На домашней химии у многих разные условия. Не знаю, от чего это зависит — то ли от статьи, то ли от ситуации. Меня попросили ежемесячно приносить график с работы, чтобы в инспекции могли меня через это контролировать, все время, кроме рабочего я должна была находиться дома. Если мои выходные совпадали с буднями, мне давали дополнительно два свободных часа в день, чтобы посетить магазин или сделать что-то личное.

«НН»: Было ли трудно найти работу?

МБ: Да. В Беларуси с этим и так все печально, а когда люди слышат о вещах вроде судимости, у них еще меньше желания с тобой сотрудничать. Мне говорили: мол, мы все понимаем, но просто не хотим проблем. Отвечала им: ну и ладно. Но рада, что в итоге удалось найти работу, потому что постоянно сидеть дома было бы очень тяжело. Хотя это и родные стены, ты все равно будто бы в тюрьме. Ты не знаешь, когда к тебе придут с проверкой.

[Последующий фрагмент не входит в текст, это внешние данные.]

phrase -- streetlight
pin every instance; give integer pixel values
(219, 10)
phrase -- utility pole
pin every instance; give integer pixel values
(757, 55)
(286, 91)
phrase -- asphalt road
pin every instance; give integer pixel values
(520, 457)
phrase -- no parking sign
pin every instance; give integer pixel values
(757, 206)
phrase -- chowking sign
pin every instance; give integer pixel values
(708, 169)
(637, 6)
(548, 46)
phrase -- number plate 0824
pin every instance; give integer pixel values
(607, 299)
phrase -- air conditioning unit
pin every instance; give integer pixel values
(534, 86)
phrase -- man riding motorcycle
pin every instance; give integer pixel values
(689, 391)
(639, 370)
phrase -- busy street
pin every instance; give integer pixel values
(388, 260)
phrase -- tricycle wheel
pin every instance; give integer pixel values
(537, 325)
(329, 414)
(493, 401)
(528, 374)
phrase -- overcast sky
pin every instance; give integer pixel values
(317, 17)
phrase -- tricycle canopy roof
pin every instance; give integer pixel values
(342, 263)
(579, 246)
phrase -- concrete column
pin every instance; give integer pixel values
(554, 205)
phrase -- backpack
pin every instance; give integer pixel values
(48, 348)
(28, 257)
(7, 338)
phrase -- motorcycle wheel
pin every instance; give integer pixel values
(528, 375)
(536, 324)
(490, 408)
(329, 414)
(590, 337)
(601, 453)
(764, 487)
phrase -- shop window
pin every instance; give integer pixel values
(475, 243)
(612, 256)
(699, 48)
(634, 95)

«НН»: Вас действительно проверяли?

МБ: Да, иногда приходили, хотя и не слишком часто. К тому же, мне нужно было каждый понедельник ездить в инспекцию и отмечаться, в выходные и праздники совсем нельзя было выходить из дома.

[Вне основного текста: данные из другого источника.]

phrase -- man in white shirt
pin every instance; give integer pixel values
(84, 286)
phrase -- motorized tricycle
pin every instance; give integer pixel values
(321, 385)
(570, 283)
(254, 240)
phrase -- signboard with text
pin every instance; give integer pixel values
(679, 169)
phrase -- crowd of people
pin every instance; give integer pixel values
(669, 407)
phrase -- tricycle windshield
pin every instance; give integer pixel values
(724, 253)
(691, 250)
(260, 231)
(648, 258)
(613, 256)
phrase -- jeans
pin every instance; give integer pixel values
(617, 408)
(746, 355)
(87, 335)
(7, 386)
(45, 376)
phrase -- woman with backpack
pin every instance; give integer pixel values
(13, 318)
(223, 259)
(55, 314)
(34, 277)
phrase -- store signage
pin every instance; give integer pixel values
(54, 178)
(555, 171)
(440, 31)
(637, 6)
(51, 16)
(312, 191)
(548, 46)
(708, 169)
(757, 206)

Где-то с апреля по конец сентября я была на домашней химии, потом органы начали регистрировать за мной какие-то «нарушения». Это были совсем мелочи: мол, сидела возле подъезда. Однажды была одна дома и мне нужно было срочно выйти в магазин, который был как раз возле моего подъезда. Вышла из дома минуты на три — и получила нарушение.

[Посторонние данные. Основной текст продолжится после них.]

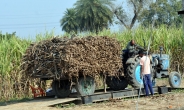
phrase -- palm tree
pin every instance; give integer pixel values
(69, 21)
(94, 15)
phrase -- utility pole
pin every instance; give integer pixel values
(182, 14)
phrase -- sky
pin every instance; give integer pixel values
(31, 17)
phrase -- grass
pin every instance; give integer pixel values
(65, 105)
(12, 50)
(13, 101)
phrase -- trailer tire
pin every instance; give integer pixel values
(61, 88)
(117, 83)
(85, 86)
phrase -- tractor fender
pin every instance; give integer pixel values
(131, 60)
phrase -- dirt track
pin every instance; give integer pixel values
(174, 101)
(164, 101)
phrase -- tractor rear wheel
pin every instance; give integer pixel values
(85, 86)
(117, 83)
(61, 88)
(133, 73)
(174, 79)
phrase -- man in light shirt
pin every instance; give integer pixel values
(146, 72)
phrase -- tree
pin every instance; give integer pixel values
(163, 12)
(94, 15)
(122, 16)
(69, 21)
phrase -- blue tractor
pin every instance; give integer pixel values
(160, 64)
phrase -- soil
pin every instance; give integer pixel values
(171, 101)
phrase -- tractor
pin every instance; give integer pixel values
(131, 64)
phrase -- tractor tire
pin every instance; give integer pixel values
(61, 88)
(117, 83)
(85, 86)
(132, 74)
(174, 79)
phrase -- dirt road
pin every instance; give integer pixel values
(163, 102)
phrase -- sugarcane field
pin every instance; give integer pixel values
(110, 55)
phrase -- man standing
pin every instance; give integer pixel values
(146, 72)
(131, 48)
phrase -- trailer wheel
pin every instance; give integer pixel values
(117, 83)
(174, 79)
(85, 86)
(61, 88)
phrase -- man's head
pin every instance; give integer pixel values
(132, 42)
(142, 53)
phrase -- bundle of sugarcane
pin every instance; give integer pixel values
(71, 58)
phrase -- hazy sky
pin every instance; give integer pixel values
(30, 17)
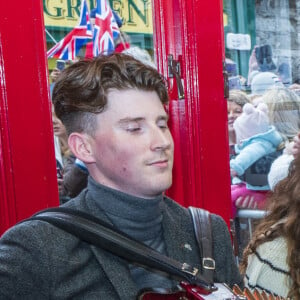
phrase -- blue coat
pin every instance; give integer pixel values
(252, 149)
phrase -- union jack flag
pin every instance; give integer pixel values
(70, 45)
(105, 29)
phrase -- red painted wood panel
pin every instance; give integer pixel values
(27, 164)
(192, 31)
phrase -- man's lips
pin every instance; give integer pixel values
(159, 163)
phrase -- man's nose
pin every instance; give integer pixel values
(161, 139)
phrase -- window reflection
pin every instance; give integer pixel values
(262, 36)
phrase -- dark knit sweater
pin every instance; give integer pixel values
(139, 218)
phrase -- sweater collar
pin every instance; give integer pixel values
(138, 217)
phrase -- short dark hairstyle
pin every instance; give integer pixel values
(80, 92)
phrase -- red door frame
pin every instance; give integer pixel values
(27, 172)
(191, 30)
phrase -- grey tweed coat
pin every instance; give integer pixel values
(40, 261)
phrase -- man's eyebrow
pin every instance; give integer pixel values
(128, 120)
(138, 119)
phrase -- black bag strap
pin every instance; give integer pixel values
(203, 232)
(102, 234)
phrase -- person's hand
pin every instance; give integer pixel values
(55, 74)
(296, 146)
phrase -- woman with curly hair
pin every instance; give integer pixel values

Три таких нарушения уже означают перевод в колонию. Я подумала — нельзя туда попадать, это потерянное время, и если ты там окажешься, то можешь выйти оттуда не слишком быстро. Если бы меня перевели в колонию, мне надо было бы пробыть там остаток срока, где-то 4,5 месяца, но в колонии могли бы придумать для меня что-то еще, так что я бы не вышла так быстро.

Поэтому решила, что надо уезжать из страны. Мне это предлагали еще в 2020 году, когда меня задерживали и потом отпускали под подписку. Но тогда считала, что до последнего буду в своей стране и сделаю все, что возможно. Теперь же, если бы меня перевели в колонию, я бы уже ничего не сделала полезного, поэтому рационально было уехать.

«НН»: Куда уехали?

МБ: В Украину. Сначала не думала, что надолго здесь останусь, но потом увидела, что здесь тоже есть наши, белорусы, что это хорошая страна. Мне нравится этот народ. До сих пор остаюсь здесь.

Здесь и далее — снимки, сделанные Марией в освобожденных украинских городах

Здесь и далее — снимки, сделанные Марией в освобожденных украинских городах

«НН»: Когда приехали в Украину и чем занимались до войны?

МБ: В начале октября 2021 года. Сначала пыталась понять, что здесь и как, жила в доме для белорусов. Пока не началась война, помогала белорусам, участвовала в акциях — всего понемногу. Планировала различные проекты по помощи белорусам, которые пока что на паузе, но в будущем, думаю, мы их реализуем.

«НН»: То есть волонтерство и активизм?

МБ: Да, я и до сих пор в волонтерстве, но сейчас уже в военных условиях.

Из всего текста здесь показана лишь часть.